Projeto realizado em escolas municipais é finalista no Prêmio Biguá 2020

Atividades ocorreram nas escolas "Maria das Graças Felipe" e "Alto São Vicente"
Foto: Divulgação/PMCI

Um projeto realizado nas escola municipais “Maria das Graças Felipe” e “Alto São Vicente”, de Cachoeiro de Itapemirim, é finalista do Prêmio Biguá de Sustentabilidade 2020, na categoria “Educação”. As unidades de ensino cachoeirenses concorrem com escolas públicas e privadas do Ensino Fundamental de 28 municípios da área de cobertura da TV Gazeta Sul, responsável pela premiação.

No projeto “Vida sustentável, eu faço parte”, realizado em 2019 e 2020, foram desenvolvidas situações de aprendizagem envolvendo 155 crianças, do maternal ao 5º ano, da escola “Maria das Graças Felipe”, e 23, de pré ao 5° ano, da escola “Alto São Vicente”, com conhecimentos relacionados à vida saudável, com a finalidade de sensibilizar toda a comunidade escolar para atitudes sustentáveis.

Durante o processo, foram trabalhados textos literários e informativos e realizadas atividades que envolveram: contação de histórias; visitação e cuidado de horta e jardim; confecção de maquetes; cultivo e colheita de verduras; passeatas da pré-escola; produção de panfletos sobre conscientização para descarte de lixo; apresentação de danças relacionadas aos cuidados com a natureza e fatores que interferem e prejudicam o ambiente e o homem; e degustação dos alimentos cultivados e colhidos na escola. As atividades foram desenvolvidas em meio aos conteúdos das diferentes áreas de conhecimento.

As ações contaram com a participação da comunidade, por meio dos pais e responsáveis. As unidades de ensino utilizaram todos os espaços pertencentes ao prédio escola; reutilizaram vasos; usaram a água do ar-condicionado para umedecer a terra; reciclaram flores e folhas caídas, pneus, caixas de leite, garrafas pet e pallets, para ações em paralelo com as aulas práticas, reforçando a reflexão sobre comportamentos e atitudes sustentáveis, necessárias para preservar o meio ambiente.

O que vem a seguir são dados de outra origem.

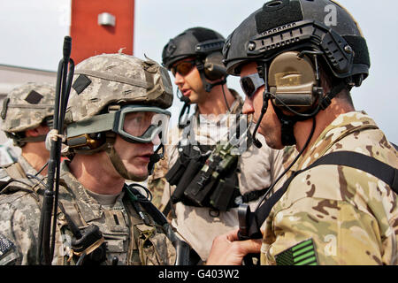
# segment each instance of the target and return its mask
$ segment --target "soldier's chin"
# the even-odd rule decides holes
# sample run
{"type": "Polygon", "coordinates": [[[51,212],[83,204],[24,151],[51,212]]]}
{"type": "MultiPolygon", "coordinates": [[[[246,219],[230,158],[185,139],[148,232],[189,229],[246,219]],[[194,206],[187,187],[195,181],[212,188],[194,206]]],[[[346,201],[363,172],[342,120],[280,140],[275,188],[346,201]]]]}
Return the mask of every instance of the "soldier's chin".
{"type": "Polygon", "coordinates": [[[142,182],[148,179],[149,173],[148,173],[148,170],[147,170],[147,172],[145,173],[140,173],[140,174],[138,174],[136,172],[134,173],[134,172],[129,172],[129,175],[130,175],[130,178],[129,178],[130,180],[134,180],[136,182],[142,182]]]}

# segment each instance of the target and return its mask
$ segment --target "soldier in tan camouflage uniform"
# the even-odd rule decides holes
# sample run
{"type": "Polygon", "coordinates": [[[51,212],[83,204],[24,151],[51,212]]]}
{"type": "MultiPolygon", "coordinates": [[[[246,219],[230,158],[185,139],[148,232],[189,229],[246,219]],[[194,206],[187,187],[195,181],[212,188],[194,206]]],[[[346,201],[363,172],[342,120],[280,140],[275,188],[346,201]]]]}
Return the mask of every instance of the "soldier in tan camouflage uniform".
{"type": "MultiPolygon", "coordinates": [[[[227,123],[227,115],[241,114],[242,99],[236,91],[226,87],[220,52],[224,42],[222,35],[213,30],[194,27],[170,40],[164,48],[163,64],[172,72],[185,105],[195,105],[195,111],[189,119],[189,126],[183,125],[172,129],[169,139],[171,144],[165,150],[166,157],[157,164],[159,167],[155,168],[149,181],[152,192],[163,192],[163,208],[169,203],[176,187],[171,187],[164,176],[179,158],[181,148],[177,142],[185,139],[187,129],[195,133],[198,144],[215,146],[223,141],[220,133],[228,133],[228,127],[232,127],[227,123]],[[206,50],[209,46],[211,48],[206,50]]],[[[267,146],[261,149],[246,146],[238,159],[237,190],[243,195],[242,199],[254,207],[264,189],[281,173],[283,152],[267,146]],[[249,195],[254,197],[249,198],[249,195]]],[[[179,234],[203,261],[207,259],[214,237],[238,226],[237,205],[227,210],[218,210],[211,206],[194,205],[182,200],[173,203],[170,215],[179,234]]]]}
{"type": "Polygon", "coordinates": [[[27,178],[35,175],[50,157],[45,138],[54,114],[55,87],[47,83],[27,83],[12,89],[4,102],[3,126],[7,137],[21,148],[18,162],[9,164],[0,171],[2,178],[27,178]]]}
{"type": "Polygon", "coordinates": [[[290,141],[302,156],[265,215],[262,241],[239,241],[233,231],[214,241],[208,263],[241,264],[247,253],[261,252],[262,264],[397,264],[396,180],[384,179],[377,167],[396,176],[398,153],[352,104],[349,90],[370,66],[352,16],[329,0],[269,2],[230,35],[224,56],[229,73],[246,87],[244,111],[255,113],[267,143],[279,149],[290,141]],[[324,23],[326,5],[337,11],[330,27],[324,23]],[[315,99],[295,100],[305,94],[315,99]],[[293,121],[291,128],[281,120],[293,121]],[[339,158],[320,163],[332,156],[339,158]],[[369,163],[347,160],[358,156],[369,163]],[[304,245],[308,249],[295,256],[304,245]]]}
{"type": "MultiPolygon", "coordinates": [[[[103,54],[82,61],[74,73],[65,115],[73,158],[61,164],[52,264],[174,264],[175,238],[165,218],[125,184],[148,177],[154,145],[166,131],[165,109],[172,102],[167,71],[149,59],[103,54]],[[73,227],[84,233],[94,226],[102,233],[96,252],[77,249],[73,227]],[[105,258],[96,261],[103,245],[105,258]]],[[[39,264],[43,190],[41,182],[22,180],[1,192],[1,264],[39,264]]]]}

Com o surgimento da pandemia de Covid-19, o projeto foi expandido para além do contexto escolar e as crianças puderam dar continuidade às ações, mesmo em período de isolamento social. Elas foram incentivadas ao cultivo e consumo de verduras, em suas casas, além de prosseguirem com as atividades práticas incorporadas nas coletâneas dos exercícios semanais. Os alunos receberam, também, mudas, sementes de flores e hortaliças, como incentivo à produção de hortas residenciais.

“A participação dos estudantes e de suas famílias, nessas ações, é crucial para construção do aprendizado real e validado. O projeto contribui para a disseminação de atividades lúdicas com intensa vivência a respeito dos aprendizados e conhecimentos, que os acompanharão por toda a vida. O reconhecimento dessas ações nos permite multiplicar boas estratégias, inspirando práticas ambientais e de sustentabilidade em outras unidades de ensino”, comenta a secretária municipal de Educação, Cristina Lens.